Elephant trekking has appeared on many travellers' bucket list and has become a 'must-do' activity in recent years. However, in our pursuit for adventure are we unwittingly fuelling an ongoing demand for more elephants to be illegally captured from the wild, with dire consequences? With no more than 45,000 Asian elephants left in the wild, are there better ways that we as tourists, could appreciate and help conserve these incredible animals?
Elephant trek. Credit: David Bailey
This week, our new online guide: Elephants in tourism - right or wrong? - (http://www.responsibletravel.com/holidays/elephant-conservation/travel-guide) launches on responsibletravel.com, aiming to present travellers with a 'behind the scenes' insight into the world of elephants involved in tourism. Having consulted with tourism ventures across Asia and Africa as well as elephant-related charities, it tackles all sides of the debate and there is good reason why opinions run high on this.
How elephants became a tourism commodity
Elephants have been used as beasts of burden across India and Southeast Asia for many hundreds of years and more recently by the logging industry to remove timber from the forests. Their incredible intelligence means they can be taught to obey complex commands and build strong relationships with their owners.
After commercial logging was banned in Thailand in 1989, unemployed 'mahouts' or elephant handlers began to use their animals to give paid-for rides to tourists. Many elephants ended up in camps where they were trained to display their old logging skills in shows, to dance to music and to paint. Others went to sanctuaries alongside elephants who may have been injured or orphaned in the wild or made to 'beg' on the streets to get money from tourists. Sadly, there are no laws or regulations regarding the welfare of captive elephants across Asia and consequently many establishments exploit the animals to attract the tourist dollar.
One of the chief problems with captive elephants in tourism is the demand it fuels for wildlife trafficking.

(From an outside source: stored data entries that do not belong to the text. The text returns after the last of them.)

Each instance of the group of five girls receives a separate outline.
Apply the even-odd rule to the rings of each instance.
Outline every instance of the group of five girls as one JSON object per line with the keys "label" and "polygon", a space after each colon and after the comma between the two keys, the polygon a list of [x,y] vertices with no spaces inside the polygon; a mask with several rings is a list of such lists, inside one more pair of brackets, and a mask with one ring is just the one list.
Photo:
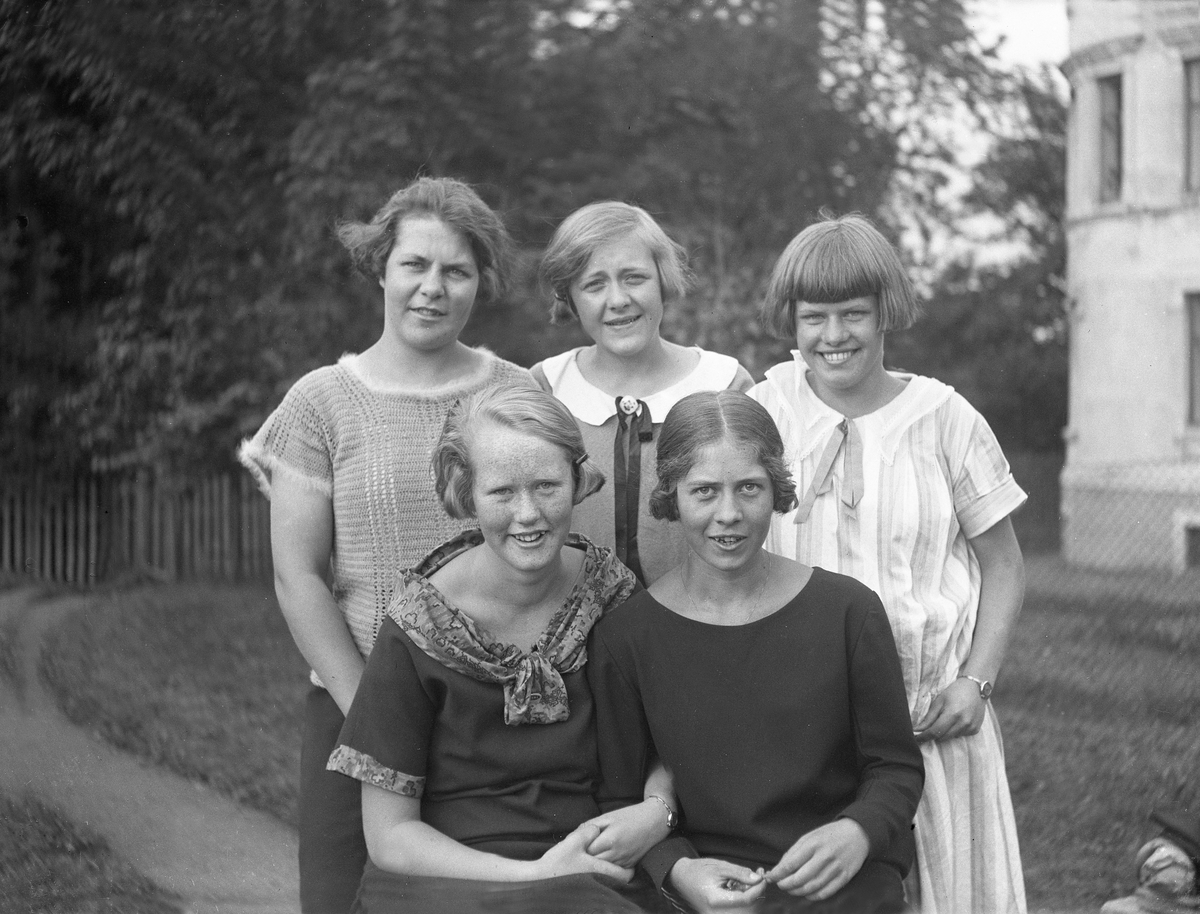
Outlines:
{"label": "group of five girls", "polygon": [[916,305],[867,220],[781,256],[757,386],[662,337],[686,257],[636,207],[555,233],[592,344],[531,373],[459,341],[509,259],[468,186],[340,235],[383,332],[242,450],[313,670],[305,912],[1024,911],[988,702],[1024,493],[884,367]]}

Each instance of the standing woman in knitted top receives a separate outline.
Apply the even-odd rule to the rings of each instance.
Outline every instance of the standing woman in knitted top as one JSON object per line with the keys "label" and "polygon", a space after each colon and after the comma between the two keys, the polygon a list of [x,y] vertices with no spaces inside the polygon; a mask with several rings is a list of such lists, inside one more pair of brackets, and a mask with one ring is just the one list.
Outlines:
{"label": "standing woman in knitted top", "polygon": [[305,914],[348,911],[367,859],[358,785],[325,763],[397,575],[464,527],[429,472],[446,414],[487,387],[529,383],[523,368],[458,339],[476,302],[500,298],[510,259],[503,223],[469,186],[421,178],[338,236],[383,290],[383,332],[297,381],[240,453],[271,500],[275,593],[313,670],[300,775]]}
{"label": "standing woman in knitted top", "polygon": [[684,249],[644,209],[610,201],[576,210],[550,240],[542,277],[551,322],[578,320],[592,345],[539,362],[533,376],[574,414],[612,484],[576,509],[574,529],[652,584],[686,552],[679,531],[650,515],[662,421],[688,394],[744,391],[753,379],[737,359],[663,339],[663,307],[683,297],[690,273]]}

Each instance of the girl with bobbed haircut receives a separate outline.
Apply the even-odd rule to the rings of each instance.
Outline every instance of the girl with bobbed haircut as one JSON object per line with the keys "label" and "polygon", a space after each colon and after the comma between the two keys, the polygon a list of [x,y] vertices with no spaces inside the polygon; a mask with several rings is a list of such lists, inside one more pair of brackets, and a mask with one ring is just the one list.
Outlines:
{"label": "girl with bobbed haircut", "polygon": [[654,517],[679,520],[676,491],[680,480],[691,472],[703,448],[726,439],[750,448],[767,471],[776,513],[786,514],[796,507],[796,484],[771,414],[740,391],[706,390],[684,397],[663,422],[658,439],[658,485],[650,495]]}
{"label": "girl with bobbed haircut", "polygon": [[763,300],[763,326],[781,337],[796,335],[796,304],[832,304],[874,296],[879,329],[906,330],[920,316],[912,282],[879,229],[858,213],[826,216],[784,249]]}
{"label": "girl with bobbed haircut", "polygon": [[644,244],[654,258],[664,302],[677,301],[687,294],[692,283],[687,251],[663,231],[653,216],[628,203],[589,203],[562,221],[542,256],[542,280],[554,296],[550,323],[563,324],[578,317],[571,300],[571,283],[583,273],[597,250],[629,239]]}
{"label": "girl with bobbed haircut", "polygon": [[612,492],[580,505],[574,530],[648,586],[685,552],[678,526],[650,514],[663,419],[688,394],[749,390],[754,379],[731,356],[663,336],[665,306],[686,294],[691,274],[684,249],[644,209],[605,201],[571,213],[541,274],[554,295],[551,322],[577,319],[591,345],[530,372],[571,411]]}
{"label": "girl with bobbed haircut", "polygon": [[1026,910],[990,697],[1025,591],[1026,499],[987,420],[936,378],[887,367],[916,318],[900,257],[859,215],[808,226],[775,265],[763,323],[794,341],[750,391],[800,493],[766,548],[851,574],[895,633],[927,778],[909,902],[922,914]]}
{"label": "girl with bobbed haircut", "polygon": [[410,216],[430,216],[461,232],[479,268],[478,300],[488,304],[504,296],[512,262],[508,229],[470,185],[455,178],[418,178],[396,191],[370,222],[339,224],[338,239],[360,273],[383,277],[397,229]]}
{"label": "girl with bobbed haircut", "polygon": [[433,470],[438,498],[446,513],[456,520],[475,517],[471,437],[479,423],[487,421],[562,448],[571,461],[575,504],[604,486],[604,473],[588,457],[579,427],[562,403],[532,387],[493,387],[450,411],[434,448]]}

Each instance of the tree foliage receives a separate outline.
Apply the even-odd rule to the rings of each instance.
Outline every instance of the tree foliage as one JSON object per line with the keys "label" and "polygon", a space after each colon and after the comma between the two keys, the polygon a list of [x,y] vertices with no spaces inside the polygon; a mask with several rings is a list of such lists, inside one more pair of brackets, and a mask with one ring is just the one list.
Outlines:
{"label": "tree foliage", "polygon": [[[931,125],[1013,93],[960,0],[0,0],[0,436],[14,465],[228,460],[378,333],[331,229],[419,173],[476,184],[525,246],[472,341],[576,342],[536,253],[618,198],[693,253],[668,332],[761,368],[787,239],[823,206],[934,218]],[[1004,167],[972,205],[1020,190]]]}
{"label": "tree foliage", "polygon": [[[1048,73],[1016,74],[1014,129],[973,174],[965,215],[996,227],[949,264],[918,329],[891,355],[958,388],[1006,445],[1059,450],[1067,411],[1066,105]],[[989,245],[1013,246],[1002,264]]]}

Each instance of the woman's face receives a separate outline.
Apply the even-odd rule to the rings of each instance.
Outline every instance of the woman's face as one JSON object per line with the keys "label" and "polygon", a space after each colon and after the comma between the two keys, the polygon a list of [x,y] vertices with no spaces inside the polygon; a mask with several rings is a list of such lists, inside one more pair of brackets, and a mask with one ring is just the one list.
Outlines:
{"label": "woman's face", "polygon": [[473,430],[469,453],[475,517],[484,543],[517,571],[552,567],[571,530],[575,503],[567,452],[487,421]]}
{"label": "woman's face", "polygon": [[812,372],[813,390],[854,394],[878,381],[883,331],[874,295],[828,305],[796,304],[796,348]]}
{"label": "woman's face", "polygon": [[636,357],[658,339],[662,284],[654,257],[637,239],[597,248],[570,293],[579,323],[605,352]]}
{"label": "woman's face", "polygon": [[723,438],[700,449],[675,491],[689,551],[722,571],[758,555],[771,527],[771,477],[754,449]]}
{"label": "woman's face", "polygon": [[409,216],[396,229],[379,284],[388,330],[410,349],[437,352],[466,326],[479,268],[462,232],[433,216]]}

Wild adults are often gunned down so that the baby elephant can be captured and then sold into tourist camps. After being captured, the calves are likely to be subjected to the horrific practice of 'crushing' or 'breaking' an elephant's spirit, which involves keeping the young elephant tied up in a cage for several days. It may be deprived of food, water or sleep, and beaten, burned and stabbed to literally beat it into submission. A newly broken in baby elephant can be worth thousands of pounds. Further physical abuse and punishment is used to train the animal to perform or ride with people on their back or necks.
There is also plenty of evidence to show that the act of riding an elephant itself is cruel, and can cause damage to the spine and stunt growth. The lack of welfare standards for sanctuaries and camps means they can be ridden all day, chained all day, carry as many tourists as will fit on their backs, and hit with bull hooks to control them. In extreme cases, they may also be given amphetamines to suppress their huge appetites and make them work longer hours.
For some though, the age-old tradition of elephant handling is a precious way of life to many communities, passed through the generations and should not be toiled with. It is for this reason that I believe a gradual change is needed, to allow time and adequate support for communities to adapt.
Additionally, defenders of elephant riding may compare it to horse riding. The key misunderstanding is that elephants are not, in fact, "domesticated" - they are captive, wild elephants. Due to the difficulty of breeding elephants in captivity, they have never undergone controlled breeding in the same way as other domesticated animals; all their wild instincts remain even if they have been born in captivity or captured as babies.
How to be an elephant-friendly traveller
- If you are considering an encounter with African or Asia elephant as part of a future holiday, research carefully before choosing an elephant camp or sanctuary to visit. Look at the websites along with review sites to see what other travellers have to say and avoid those that offer performances and rides, and that keep their elephants in chains.
- Responsibletravel.com's (http://www.responsibletravel.com/holidays/elephant-conservation) elephant holidays have already been screened and do not support sanctuaries or camps that offer performances or rides.
- Asking questions can help, as Dave Tucker from The Beyond Tourism Co explains: "I keep hearing stories of Thai-run elephant camps that are changing to be 'no rides' within Thailand because of what customers were saying to them. So my advice to tourists is: if the camp is doing shows or rides, avoid it. Even better, write them an email and tell them why you are avoiding it so that it's very clear and unambiguous and puts more pressure on them to change things."
- Consider viewing these animals in the wild instead. Nothing beats seeing a truly wild elephant strutting across the African savannah or shuffling through an Asian forest. You will learn far more in just a few minutes with a wild herd than you would from days with a captive individual.
With a little thought and a questioning mind we can still enjoy these wonderful creatures; creating travel memories that will last forever and helping to conserve this precious endangered species for many generations to come.